In one proposal with bipartisan support, a fund would be made permanently available for federal block grants, eliminating the need for congressional authorization. That money could serve as a down payment, and if more is needed, Congress could step in.
The Reforming Disaster Recovery Act, sponsored by Sen. Brian Schatz, D-Hawaii, includes a provision for funding the block grants. Sen. Bill Cassidy, R-Louisiana, is among the co-sponsors.
Graves, the Louisiana congressman, has offered his own proposal, co-sponsored with U.S. Delegate Stacey Plaskett, D-Virgin Islands. He, too, wants a pre-authorized set of disaster funds to be available, but favors having FEMA handle it rather than using the current block grant system.
Asked about the delays, HUD cites the lack of a readily available source of funding.
“The absence of a permanently authorized CDBG-DR program contributes to much of the delay as does the continued absence of a standing source of CDBG-DR funds, which are now only made available as supplemental appropriations rather than as an annual part of the HUD budget,” a spokesperson said in response to questions.

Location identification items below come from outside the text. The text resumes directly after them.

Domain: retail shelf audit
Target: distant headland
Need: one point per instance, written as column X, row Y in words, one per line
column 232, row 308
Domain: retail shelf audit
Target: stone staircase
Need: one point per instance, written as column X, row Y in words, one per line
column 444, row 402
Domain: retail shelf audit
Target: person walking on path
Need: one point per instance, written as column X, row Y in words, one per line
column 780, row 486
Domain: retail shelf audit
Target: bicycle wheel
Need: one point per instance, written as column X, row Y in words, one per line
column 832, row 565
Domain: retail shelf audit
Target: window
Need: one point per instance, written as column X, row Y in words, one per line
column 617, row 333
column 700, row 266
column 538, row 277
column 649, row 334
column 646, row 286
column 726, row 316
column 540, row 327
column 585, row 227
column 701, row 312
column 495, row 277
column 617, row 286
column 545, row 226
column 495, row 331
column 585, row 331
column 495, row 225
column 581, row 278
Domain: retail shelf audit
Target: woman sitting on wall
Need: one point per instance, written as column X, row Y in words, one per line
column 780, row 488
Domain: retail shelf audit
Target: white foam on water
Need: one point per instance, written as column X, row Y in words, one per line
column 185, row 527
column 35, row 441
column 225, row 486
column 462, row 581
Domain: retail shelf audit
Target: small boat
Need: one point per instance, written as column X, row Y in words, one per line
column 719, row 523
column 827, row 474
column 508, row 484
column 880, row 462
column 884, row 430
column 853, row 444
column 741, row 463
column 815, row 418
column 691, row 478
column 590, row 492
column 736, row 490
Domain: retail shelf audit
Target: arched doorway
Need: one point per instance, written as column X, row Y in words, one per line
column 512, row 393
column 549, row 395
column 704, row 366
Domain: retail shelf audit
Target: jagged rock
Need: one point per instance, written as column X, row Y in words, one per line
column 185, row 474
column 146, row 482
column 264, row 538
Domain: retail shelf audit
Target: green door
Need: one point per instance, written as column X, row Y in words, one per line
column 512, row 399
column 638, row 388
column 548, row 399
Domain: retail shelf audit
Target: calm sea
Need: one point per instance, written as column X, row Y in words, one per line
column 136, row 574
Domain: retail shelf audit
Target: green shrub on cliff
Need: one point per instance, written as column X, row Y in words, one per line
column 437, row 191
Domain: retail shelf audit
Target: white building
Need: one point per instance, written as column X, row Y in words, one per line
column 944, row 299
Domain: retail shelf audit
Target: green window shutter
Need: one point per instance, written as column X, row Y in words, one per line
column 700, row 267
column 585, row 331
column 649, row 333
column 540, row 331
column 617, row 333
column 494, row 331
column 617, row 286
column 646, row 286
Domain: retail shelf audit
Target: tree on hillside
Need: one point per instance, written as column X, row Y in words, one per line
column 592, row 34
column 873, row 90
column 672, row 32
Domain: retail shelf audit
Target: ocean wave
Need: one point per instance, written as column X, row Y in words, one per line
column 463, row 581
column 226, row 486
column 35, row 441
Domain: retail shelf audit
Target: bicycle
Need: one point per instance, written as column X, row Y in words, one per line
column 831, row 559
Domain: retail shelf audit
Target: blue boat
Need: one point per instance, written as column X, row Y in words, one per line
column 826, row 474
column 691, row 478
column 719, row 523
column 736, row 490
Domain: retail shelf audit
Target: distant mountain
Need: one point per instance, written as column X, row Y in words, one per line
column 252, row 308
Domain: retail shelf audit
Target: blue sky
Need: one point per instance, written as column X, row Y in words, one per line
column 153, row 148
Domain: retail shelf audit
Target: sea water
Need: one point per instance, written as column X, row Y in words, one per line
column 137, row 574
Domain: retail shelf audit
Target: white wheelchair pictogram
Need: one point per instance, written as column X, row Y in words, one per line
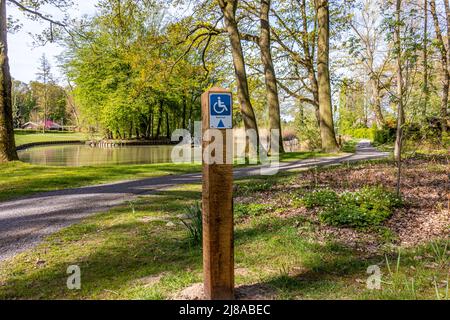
column 220, row 107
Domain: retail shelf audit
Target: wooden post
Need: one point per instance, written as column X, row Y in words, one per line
column 217, row 204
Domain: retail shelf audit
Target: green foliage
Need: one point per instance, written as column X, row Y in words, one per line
column 384, row 135
column 365, row 208
column 360, row 133
column 350, row 146
column 249, row 210
column 132, row 77
column 194, row 223
column 254, row 186
column 320, row 198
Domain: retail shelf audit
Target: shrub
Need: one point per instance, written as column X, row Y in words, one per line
column 320, row 198
column 254, row 186
column 384, row 135
column 365, row 208
column 194, row 223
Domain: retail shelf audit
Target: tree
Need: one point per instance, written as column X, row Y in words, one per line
column 23, row 102
column 264, row 43
column 327, row 131
column 228, row 8
column 400, row 92
column 7, row 144
column 367, row 47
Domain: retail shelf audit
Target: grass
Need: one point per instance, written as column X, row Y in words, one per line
column 296, row 156
column 131, row 252
column 27, row 137
column 20, row 179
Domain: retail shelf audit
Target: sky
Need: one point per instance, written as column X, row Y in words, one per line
column 23, row 56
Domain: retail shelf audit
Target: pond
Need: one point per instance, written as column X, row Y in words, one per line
column 83, row 155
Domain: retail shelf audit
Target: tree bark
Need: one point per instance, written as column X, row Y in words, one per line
column 376, row 101
column 228, row 8
column 7, row 144
column 444, row 64
column 327, row 131
column 426, row 89
column 269, row 75
column 158, row 130
column 400, row 111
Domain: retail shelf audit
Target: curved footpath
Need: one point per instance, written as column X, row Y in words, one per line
column 25, row 222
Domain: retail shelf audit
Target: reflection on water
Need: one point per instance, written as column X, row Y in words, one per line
column 82, row 155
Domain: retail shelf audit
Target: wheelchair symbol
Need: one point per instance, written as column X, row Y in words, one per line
column 220, row 107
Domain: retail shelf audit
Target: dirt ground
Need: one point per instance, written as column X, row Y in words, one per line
column 425, row 192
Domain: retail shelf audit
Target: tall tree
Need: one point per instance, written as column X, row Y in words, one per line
column 400, row 107
column 229, row 8
column 44, row 75
column 445, row 61
column 269, row 74
column 367, row 47
column 327, row 131
column 264, row 42
column 426, row 88
column 7, row 144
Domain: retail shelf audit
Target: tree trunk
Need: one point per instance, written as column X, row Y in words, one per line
column 229, row 8
column 167, row 126
column 184, row 111
column 445, row 114
column 426, row 89
column 444, row 64
column 269, row 75
column 158, row 130
column 309, row 55
column 400, row 111
column 327, row 131
column 7, row 144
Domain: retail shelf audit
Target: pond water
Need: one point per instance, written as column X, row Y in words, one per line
column 82, row 155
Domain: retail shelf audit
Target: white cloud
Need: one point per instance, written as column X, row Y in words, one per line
column 23, row 57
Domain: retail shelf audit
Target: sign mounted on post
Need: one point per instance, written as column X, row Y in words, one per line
column 220, row 111
column 217, row 195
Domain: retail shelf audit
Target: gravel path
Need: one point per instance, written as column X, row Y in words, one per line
column 25, row 222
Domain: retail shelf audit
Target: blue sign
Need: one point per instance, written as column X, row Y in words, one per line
column 221, row 111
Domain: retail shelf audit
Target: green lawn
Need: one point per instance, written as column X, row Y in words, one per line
column 142, row 251
column 19, row 179
column 26, row 137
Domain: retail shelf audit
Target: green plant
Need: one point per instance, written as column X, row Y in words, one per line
column 368, row 207
column 193, row 222
column 249, row 210
column 440, row 251
column 252, row 187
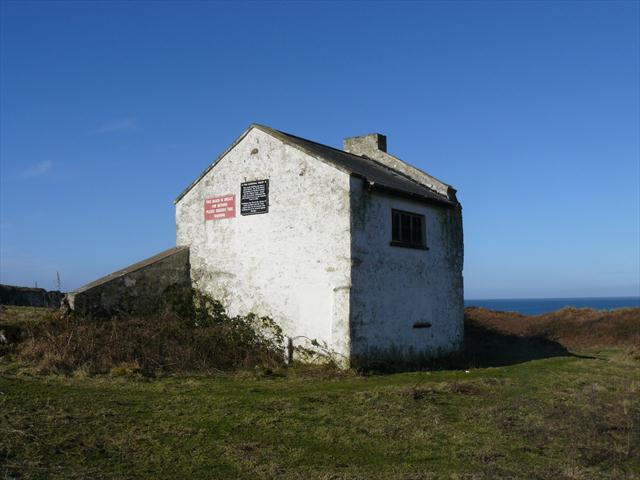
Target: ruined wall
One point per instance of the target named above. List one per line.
(29, 297)
(394, 288)
(138, 288)
(292, 263)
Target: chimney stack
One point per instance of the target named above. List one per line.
(370, 145)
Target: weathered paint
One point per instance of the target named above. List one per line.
(320, 261)
(292, 263)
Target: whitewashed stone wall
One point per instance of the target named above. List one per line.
(293, 263)
(395, 287)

After such a long struggle, the community seems to have turned a corner. A number of popular restaurants and other businesses have managed to reopen. Even the assurance that long-term federal relief was finally coming seemed to provide a jolt of optimism.
Still, it’s not hard to find destruction and blue tarps in the city. Hunter, who has lived in Lake Charles his entire life, believes a bigger city with more political influence would have seen a faster response.
“Had Hurricane Laura hit another major city with more congressional support, with more population, I think things would have been very different,” he said. “And that is what I hope changes in the future.”
There should be a formula for disaster funding, he said, “versus simply the whims and the wills of Congress or the president. It shouldn’t be such a political process.”